Vanilla-Bean Rice Pudding with Honey-Soaked Raspberries
¼ cup honey
1 ½ cup fresh raspberries
2 cups 1% milk, divided
1 ½ cups water
1 cup Arborio Rice
¼ teaspoon kosher salt
¾ cup nonfat sweetened condensed milk
2 egg yolks
1 teaspoon orange zest, minced
Seeds from 1 vanilla bean
1 Tablespoon unsalted butter
1 Tablespoon fresh basil (garnish if desired)
2 Tablespoons pistachios, chopped (garnish if desired)
Heat honey in a microwave for 30 seconds, or until thin. Toss with berries and set aside.
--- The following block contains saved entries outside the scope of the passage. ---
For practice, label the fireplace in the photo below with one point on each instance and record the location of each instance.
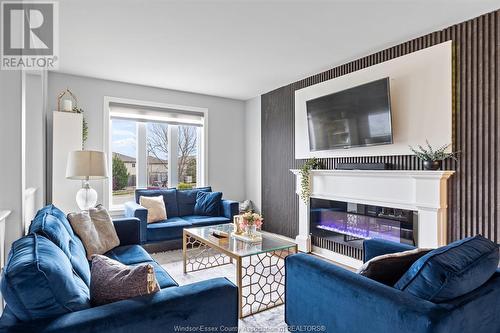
(406, 206)
(342, 226)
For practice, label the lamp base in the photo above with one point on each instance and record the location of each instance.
(86, 197)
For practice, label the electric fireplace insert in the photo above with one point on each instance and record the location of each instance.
(343, 225)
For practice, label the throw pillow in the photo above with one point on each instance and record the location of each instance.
(389, 268)
(113, 281)
(451, 271)
(156, 208)
(207, 203)
(95, 229)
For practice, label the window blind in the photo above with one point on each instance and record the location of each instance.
(156, 114)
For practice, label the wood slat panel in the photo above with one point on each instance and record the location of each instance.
(474, 192)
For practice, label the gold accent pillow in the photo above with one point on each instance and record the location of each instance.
(96, 230)
(156, 208)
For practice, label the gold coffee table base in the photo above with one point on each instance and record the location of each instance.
(260, 274)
Simmer 1 ½ cups milk, water, rice and salt in a saucepan over low heat, covered, for 25 minutes, whisking every 10 minutes.
Combine remaining ½ cup milk, condensed milk, yolks, and zest in a bowl; whisk in 1 cup cooked rice.
Add yolk mixture and vanilla seeds to remaining rice in pan; whisk constantly over low heat until thickened, about 5 minutes.
Off heat, stir in butter and basil (optional). Serve pudding warm with the raspberries, garnished with pistachios (if desired).